Mike wants to trim tree on property line
Mike: I bought a house in Sanford three years ago. We have a tree that is on a property line, that’s an ear tree. It’s rather large tree, and what’s happening is it’s I’m starting to notice some cracks in my block, and I cannot access the back yard. It is on the side where I access backyard to park my trailers. What kind of liability do I have if I start trimming those roots out in order to stop them from continuing growing under my foundation?
Attorney Tom Olsen: Well, Mike, let’s start with this. An ear tree is just a big weed, it is an ugly, messy tree. So why don’t you get your neighbor, and you guys split the cost and just cut the thing down?
Mike: Okay, well, we have differences on this issue. He doesn’t want to do anything with it.

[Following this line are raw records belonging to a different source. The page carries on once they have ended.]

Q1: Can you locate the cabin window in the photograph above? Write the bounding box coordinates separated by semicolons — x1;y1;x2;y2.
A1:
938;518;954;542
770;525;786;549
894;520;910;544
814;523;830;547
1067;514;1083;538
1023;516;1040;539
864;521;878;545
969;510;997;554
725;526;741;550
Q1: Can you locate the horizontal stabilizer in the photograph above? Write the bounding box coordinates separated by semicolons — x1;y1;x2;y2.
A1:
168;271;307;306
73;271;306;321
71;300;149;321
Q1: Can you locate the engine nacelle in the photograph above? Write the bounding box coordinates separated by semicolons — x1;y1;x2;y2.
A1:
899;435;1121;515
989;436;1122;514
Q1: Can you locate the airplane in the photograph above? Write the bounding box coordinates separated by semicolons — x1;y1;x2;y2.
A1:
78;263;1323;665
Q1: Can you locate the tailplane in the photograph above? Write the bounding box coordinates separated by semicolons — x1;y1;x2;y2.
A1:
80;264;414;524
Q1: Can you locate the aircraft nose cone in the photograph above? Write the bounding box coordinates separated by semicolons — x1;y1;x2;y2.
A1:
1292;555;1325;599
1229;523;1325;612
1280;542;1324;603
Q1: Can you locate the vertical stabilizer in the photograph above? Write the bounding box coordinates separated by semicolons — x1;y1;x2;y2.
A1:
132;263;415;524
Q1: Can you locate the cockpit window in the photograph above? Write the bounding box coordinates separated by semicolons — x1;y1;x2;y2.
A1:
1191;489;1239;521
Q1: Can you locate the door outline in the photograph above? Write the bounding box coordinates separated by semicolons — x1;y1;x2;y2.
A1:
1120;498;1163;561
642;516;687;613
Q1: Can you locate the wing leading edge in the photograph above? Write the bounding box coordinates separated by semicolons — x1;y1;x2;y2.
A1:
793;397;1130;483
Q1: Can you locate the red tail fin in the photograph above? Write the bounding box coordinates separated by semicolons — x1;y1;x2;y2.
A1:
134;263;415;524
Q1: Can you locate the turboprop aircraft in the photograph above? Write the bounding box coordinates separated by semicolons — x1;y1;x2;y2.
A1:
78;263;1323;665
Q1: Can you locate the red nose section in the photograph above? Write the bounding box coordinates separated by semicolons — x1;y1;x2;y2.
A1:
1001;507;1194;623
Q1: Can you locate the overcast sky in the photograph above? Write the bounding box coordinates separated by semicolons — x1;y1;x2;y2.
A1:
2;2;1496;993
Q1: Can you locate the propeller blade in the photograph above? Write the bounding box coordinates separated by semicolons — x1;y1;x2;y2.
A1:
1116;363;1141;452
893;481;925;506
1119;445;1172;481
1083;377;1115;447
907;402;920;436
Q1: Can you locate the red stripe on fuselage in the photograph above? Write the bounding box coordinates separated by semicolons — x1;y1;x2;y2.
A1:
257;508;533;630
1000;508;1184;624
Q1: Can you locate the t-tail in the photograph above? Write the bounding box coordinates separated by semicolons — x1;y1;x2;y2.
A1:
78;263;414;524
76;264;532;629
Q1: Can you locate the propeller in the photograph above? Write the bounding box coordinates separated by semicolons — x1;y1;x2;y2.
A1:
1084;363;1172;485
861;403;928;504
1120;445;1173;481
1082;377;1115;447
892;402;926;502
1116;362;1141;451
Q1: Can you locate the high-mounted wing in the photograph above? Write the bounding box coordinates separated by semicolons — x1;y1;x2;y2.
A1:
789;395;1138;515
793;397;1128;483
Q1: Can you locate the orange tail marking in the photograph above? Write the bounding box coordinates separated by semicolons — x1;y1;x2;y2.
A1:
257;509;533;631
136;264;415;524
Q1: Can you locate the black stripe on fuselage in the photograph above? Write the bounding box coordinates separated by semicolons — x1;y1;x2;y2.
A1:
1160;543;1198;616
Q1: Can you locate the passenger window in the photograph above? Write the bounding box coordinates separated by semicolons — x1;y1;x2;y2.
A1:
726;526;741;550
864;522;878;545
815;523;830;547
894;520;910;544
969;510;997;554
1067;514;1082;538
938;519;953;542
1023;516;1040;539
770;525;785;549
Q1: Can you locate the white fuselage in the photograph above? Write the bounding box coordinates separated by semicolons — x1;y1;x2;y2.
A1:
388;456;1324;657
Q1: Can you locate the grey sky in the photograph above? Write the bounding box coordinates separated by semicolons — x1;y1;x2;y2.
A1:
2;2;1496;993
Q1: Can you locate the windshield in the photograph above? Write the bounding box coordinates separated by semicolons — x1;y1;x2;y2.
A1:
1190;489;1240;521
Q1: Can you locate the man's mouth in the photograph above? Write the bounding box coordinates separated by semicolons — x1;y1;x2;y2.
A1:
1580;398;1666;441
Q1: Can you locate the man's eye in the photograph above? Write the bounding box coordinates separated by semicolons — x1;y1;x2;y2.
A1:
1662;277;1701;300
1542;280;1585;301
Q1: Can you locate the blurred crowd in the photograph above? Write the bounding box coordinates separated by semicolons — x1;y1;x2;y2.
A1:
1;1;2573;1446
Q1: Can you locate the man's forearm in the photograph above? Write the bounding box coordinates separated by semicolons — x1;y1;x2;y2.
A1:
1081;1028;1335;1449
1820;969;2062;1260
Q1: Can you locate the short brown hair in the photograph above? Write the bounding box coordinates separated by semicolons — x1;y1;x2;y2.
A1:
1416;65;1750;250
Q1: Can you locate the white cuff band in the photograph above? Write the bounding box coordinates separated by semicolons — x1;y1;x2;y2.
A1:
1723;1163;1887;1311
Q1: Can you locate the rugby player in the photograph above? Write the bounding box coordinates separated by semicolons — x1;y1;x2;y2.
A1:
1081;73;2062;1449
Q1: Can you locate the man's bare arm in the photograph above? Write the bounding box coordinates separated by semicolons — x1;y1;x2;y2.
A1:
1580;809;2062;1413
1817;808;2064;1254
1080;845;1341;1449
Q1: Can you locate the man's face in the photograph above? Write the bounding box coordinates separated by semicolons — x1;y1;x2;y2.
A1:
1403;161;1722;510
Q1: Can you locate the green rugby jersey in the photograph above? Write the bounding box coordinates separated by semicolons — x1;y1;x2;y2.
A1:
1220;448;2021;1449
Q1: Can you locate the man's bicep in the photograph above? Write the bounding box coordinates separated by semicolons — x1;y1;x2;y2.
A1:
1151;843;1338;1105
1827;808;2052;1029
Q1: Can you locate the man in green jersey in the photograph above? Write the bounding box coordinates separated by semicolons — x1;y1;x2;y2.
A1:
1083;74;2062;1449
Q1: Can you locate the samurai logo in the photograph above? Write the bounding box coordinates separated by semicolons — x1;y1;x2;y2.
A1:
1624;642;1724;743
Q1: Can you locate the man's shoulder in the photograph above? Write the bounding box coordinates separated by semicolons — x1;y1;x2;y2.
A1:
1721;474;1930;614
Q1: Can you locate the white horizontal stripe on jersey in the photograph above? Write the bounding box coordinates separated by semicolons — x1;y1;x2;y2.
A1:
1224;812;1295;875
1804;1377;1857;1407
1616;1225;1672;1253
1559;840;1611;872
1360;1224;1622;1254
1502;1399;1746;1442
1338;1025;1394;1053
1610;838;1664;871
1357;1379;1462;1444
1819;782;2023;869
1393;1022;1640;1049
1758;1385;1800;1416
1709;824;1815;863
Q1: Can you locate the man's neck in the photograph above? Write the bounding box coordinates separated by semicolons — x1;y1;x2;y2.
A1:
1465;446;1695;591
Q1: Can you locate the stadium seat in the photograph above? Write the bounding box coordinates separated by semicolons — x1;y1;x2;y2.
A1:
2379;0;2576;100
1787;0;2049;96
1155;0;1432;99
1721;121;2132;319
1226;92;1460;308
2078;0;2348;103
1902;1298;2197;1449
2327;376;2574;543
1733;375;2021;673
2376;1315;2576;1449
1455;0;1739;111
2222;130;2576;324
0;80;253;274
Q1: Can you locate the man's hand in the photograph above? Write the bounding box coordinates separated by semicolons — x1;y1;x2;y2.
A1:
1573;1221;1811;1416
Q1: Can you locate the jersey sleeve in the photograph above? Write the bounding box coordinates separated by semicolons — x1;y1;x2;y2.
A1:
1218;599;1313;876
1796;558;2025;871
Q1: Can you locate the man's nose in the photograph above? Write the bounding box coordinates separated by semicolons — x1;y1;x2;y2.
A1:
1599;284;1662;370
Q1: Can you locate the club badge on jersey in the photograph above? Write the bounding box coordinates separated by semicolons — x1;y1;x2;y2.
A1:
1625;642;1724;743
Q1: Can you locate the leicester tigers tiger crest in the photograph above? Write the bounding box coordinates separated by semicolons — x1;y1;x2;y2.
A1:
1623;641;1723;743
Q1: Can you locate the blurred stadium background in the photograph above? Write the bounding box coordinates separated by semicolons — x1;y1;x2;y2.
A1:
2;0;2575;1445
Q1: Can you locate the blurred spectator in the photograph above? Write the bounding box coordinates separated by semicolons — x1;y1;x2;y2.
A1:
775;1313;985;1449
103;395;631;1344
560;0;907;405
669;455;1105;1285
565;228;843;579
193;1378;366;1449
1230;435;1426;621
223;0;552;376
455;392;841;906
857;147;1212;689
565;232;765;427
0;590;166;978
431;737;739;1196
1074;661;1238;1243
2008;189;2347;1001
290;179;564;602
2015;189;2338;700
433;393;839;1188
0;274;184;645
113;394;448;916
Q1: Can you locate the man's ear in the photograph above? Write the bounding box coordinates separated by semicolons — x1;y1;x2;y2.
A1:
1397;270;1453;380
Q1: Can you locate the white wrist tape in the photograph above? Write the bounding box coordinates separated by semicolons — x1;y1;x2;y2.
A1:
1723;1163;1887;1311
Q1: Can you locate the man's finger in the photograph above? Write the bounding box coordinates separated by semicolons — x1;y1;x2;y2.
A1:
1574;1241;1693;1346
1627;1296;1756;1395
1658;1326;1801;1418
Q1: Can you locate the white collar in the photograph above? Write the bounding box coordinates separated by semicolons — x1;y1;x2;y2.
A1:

Attorney Tom Olsen: So Mike, you have the right to trim any roots or branches that come over your property line. However, it must be reasonable. So if you’re telling me you’re going to cut the roots, and by the way that’s going to kill the tree, you can’t do that.
Mike: Okay, do I have to notify him in advance of my intentions to trim the tree?
Attorney Tom Olsen: No, the only way you would have to notify him is if you needed to go on his property to do this trimming. As long as you stay on your property, you do not need to give him any notice.
Mike: Okay, so then I go to tree service and find out whether or not, if I do cut these roots, it will kill the tree. What happens if I do cut the roots, I’m able to do it without killing the tree, and then we have a hurricane, and the tree falls on his house?
Attorney Tom Olsen: Well, if he can prove that because you cut those roots, that tree fell over on his house, you would be liable again, Mike.
Mike: Okay, that sounds good, I appreciate it.